Singtel's multifaceted strategy aligned resources for investigation, mitigation, and future preparedness, while efforts underscored the company's commitment to enhancing collective cyber resilience.
Medibank
Australian private health insurer Medibank faced a massive setback when hackers breached its systems in 2022, compromising sensitive data belonging to almost 10 million current and former customers.
Upon discovering the breach, Medibank opted against complying with a $US10m ransom demand made by the hackers. Instead, the company concentrated on working to safeguard their customers and data going forward. The company launched a cyber response support program to aid affected individuals and fortified their technical perimeter by enhancing authentication measures.
A notable aspect of the attack was the criminals' release of sensitive data to the dark web after Medibank declined to pay the ransom. Despite this, the company redoubled its efforts in assisting customers while strengthening their cyber security defenses via its Operation Safeguard program.
Medibank also bolstered phone and messaging resources, implemented enhanced security measures for customer interactions, and ensured the continuation of operations to guarantee service availability.

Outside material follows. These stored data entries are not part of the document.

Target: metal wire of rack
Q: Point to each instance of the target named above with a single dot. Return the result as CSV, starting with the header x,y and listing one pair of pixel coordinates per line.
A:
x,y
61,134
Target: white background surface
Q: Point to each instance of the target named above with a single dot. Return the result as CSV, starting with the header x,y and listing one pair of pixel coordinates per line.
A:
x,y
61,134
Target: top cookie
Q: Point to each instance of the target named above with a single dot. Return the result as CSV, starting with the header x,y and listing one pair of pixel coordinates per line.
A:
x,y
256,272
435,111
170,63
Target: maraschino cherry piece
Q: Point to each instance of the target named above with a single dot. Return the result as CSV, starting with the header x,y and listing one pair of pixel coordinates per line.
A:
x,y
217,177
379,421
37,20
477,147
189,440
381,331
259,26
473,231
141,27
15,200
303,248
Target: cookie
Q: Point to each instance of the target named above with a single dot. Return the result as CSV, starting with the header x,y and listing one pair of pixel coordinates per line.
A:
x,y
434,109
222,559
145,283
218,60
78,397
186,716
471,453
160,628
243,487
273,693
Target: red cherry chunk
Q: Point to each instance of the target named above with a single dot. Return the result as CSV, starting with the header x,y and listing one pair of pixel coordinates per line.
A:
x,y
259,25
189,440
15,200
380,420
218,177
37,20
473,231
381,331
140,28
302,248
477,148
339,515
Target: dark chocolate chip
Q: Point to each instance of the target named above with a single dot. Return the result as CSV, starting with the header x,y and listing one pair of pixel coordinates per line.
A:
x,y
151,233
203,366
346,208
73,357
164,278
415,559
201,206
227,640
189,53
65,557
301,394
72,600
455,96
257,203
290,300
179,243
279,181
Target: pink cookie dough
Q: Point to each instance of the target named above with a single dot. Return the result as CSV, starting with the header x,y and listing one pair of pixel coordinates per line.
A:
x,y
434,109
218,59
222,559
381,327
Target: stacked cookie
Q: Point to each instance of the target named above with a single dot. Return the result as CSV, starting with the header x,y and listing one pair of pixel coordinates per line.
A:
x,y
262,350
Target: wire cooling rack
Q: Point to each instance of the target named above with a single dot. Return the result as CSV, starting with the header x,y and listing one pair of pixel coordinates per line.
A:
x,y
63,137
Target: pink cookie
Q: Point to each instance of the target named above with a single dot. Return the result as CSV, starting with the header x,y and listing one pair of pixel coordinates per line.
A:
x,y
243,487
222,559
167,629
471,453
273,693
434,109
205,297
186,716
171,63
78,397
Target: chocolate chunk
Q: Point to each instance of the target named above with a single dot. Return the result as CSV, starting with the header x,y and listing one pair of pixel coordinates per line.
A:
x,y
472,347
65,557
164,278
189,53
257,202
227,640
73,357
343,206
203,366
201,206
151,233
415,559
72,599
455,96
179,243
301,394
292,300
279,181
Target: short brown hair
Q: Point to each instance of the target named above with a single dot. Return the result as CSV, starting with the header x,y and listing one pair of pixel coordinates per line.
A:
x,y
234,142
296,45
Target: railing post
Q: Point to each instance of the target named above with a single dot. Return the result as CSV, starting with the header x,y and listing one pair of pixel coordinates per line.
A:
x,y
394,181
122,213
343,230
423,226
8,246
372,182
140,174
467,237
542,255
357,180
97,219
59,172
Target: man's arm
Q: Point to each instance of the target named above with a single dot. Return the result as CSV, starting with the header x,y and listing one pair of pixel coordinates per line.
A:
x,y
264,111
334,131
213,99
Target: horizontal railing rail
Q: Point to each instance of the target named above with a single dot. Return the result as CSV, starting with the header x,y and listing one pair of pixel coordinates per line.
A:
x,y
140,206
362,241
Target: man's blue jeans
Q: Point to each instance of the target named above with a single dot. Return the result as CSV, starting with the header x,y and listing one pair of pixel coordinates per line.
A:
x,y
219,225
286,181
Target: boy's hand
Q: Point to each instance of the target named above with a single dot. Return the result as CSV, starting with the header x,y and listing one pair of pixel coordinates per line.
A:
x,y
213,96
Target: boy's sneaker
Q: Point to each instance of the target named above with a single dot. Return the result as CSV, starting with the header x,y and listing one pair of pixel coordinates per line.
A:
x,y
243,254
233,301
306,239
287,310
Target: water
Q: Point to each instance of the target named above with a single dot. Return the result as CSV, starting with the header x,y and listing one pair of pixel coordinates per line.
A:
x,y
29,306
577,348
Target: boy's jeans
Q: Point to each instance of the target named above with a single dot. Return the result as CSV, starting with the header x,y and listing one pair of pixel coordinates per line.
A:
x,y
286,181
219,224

Additionally, the company engaged Deloitte to carry out an external review, underscoring its openness to thorough investigation and improvement.
Despite the challenging circumstances, Medibank's stock rebounded following its response, signaling a renewal of investor confidence.
NIC Asia Bank
In 2017, NIC Asia Bank, headquartered in Kathmandu, Nepal, suffered a cyber attack involving fraudulent money transfers via the SWIFT interbank messaging service amounting to $US4.4m. Attackers targeted the bank’s systems to transfer funds to accounts in multiple countries including the US, UK, Japan and Singapore.
According to NIC Asia Bank, its SWIFT server – which, the bank emphasised, is completely separate from its core banking system where client information and bank balances are maintained – was taken offline immediately after the suspicious transactions were spotted.
NIC Asia Bank then wasted no time in alerting Nepal's central bank, Nepal Rastra Bank (NRB), which helped to enable the recovery of $US3.9m, mitigating a significant portion of the financial loss.
In addition, NIC Asia Bank took the initiative to engage KPMG India for a comprehensive digital forensic review.
The attack followed a $US81m hacking theft via SWIFT from the Federal Reserve Bank of New York account belonging to Bangladesh Bank in 2016.